Let`s start by finding out what an agreement really is. In the Merriam Webster Dictionary, the following definitions are provided: 1.a. the act or fact of consent; 1.b. Harmony of opinion, action or character: concord; 2.a. regulations on the procedure to be followed; 2.b. compact, contract; 3.a. a duly executed and legally binding contract; 3.b the language or instrument that embodies such a treaty. As we can see, the three concepts reflect the idea of the agreement as it is used in the legal texts. They are so closely linked that one is defined directly after the other and can be used interchangeably depending on the context. Think about how long it usually takes to design and negotiate an English-language trade agreement for your client – and to what extent the parties can argue over the registration or exclusion of a single word or phrase. In the event that two languages are used and signed by a client, negotiations and questions should focus on both contractual formats. When the parties sign a contract and it is considered part of their agreement, they should be aware of it; their ignorance of the foreign language will not be an excuse. 1.

Contrato: from the Latin contractus. The Real Academia Espa`ola (RAE) dictionary tells us that it is a written or oral agreement between parties related to a specific object or material and required to respect it. A second meaning of the word is a document that contains the terms of such an agreement. 2. Convenio: from the word appropriate in Spanish. The RAE tells us that it is a liquidation, an agreement or a contract. 3. Acuerdo: from the verb acordar in Spanish.

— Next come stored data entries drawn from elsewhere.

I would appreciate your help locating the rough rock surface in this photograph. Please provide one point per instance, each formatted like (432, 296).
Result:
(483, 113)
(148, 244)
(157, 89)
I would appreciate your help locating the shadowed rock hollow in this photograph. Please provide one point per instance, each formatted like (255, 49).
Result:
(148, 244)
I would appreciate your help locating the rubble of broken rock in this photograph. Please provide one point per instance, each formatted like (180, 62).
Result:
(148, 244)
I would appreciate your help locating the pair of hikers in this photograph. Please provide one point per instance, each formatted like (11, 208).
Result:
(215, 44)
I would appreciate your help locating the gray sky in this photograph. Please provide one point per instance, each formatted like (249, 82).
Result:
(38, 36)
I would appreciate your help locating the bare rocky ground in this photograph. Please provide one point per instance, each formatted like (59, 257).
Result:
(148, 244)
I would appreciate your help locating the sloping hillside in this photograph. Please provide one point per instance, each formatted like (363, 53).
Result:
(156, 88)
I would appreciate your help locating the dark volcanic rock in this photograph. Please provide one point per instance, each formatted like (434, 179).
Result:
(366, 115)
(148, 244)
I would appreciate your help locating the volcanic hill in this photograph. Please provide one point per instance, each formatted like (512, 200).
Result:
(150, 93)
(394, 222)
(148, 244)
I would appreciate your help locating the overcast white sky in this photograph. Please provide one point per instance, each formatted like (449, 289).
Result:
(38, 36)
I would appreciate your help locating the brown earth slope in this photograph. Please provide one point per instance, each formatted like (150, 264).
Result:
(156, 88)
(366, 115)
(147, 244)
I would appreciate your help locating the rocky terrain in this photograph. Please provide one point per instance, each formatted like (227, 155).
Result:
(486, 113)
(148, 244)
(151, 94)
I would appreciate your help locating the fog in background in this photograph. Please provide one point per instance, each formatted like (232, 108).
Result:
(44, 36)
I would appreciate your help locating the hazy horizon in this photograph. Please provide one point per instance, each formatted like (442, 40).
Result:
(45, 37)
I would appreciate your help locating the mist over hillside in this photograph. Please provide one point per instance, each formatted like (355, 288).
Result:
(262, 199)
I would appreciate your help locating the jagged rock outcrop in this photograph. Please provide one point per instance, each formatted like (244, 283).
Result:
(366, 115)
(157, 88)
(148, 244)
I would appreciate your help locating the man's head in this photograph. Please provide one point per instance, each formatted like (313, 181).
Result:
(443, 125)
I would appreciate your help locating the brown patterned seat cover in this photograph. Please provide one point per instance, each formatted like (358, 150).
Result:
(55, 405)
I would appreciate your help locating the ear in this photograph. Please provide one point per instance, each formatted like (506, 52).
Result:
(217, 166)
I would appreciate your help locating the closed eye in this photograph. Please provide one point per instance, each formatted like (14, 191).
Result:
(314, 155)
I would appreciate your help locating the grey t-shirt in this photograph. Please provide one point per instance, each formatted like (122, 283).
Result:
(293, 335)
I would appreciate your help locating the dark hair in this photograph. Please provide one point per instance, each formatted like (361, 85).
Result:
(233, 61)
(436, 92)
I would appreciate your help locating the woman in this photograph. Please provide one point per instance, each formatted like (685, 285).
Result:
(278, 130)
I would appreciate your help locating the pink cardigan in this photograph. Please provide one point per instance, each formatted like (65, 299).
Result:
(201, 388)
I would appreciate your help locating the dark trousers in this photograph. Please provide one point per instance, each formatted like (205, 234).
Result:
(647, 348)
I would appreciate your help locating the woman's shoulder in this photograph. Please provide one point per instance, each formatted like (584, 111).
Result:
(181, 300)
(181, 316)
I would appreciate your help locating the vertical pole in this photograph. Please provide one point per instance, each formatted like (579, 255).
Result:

The RAE offers several meanings of the term: 3. a resolution made in court, businesses, communities or related agencies; 3.b a deliberate resolution by one or more persons; Three.c. Agreement between two or more parties; 3.d. reflection or maturity in decision-making; 3.d. Knowledge or sense of something; 3.f. opinion, report, deliberation; 3.g. Use of the senses, understanding, clarity; Etc. In the area of private law, we usually find contracts within the framework of convenios, that is, the voluntary agreement for the creation and transfer of obligations and rights. On the other hand, a convenio not only creates and transfers these rights and obligations, but alters or dissolves them. Poor translations lead to a loss of precise language. In many cases, a solo or small lawyer tries to save costs for the client by using a non-lawyer to translate contracts. There are stories of people using secretaries to translate contracts (“She speaks Spanish, no matter what dialect”) or use computer programs.

Even obtaining flat-rate translations of translation services can be problematic if they do not explain the range of potential translations that could result from a given legal formulation. A translator may be required to choose between three, five, ten or zero words in a foreign language for a particular legal term that the lawyer originally described in a legal contract. A translator who is not a lawyer cannot fully understand the goods or services described, the terms of custom use and use in the industry used or the importance of accuracy in that description. Unless they are taken into account in translation and the legal implications of word decisions are understood, the effects of the lawyer`s carefully crafted contractual language can be totally lost when translating into a second language.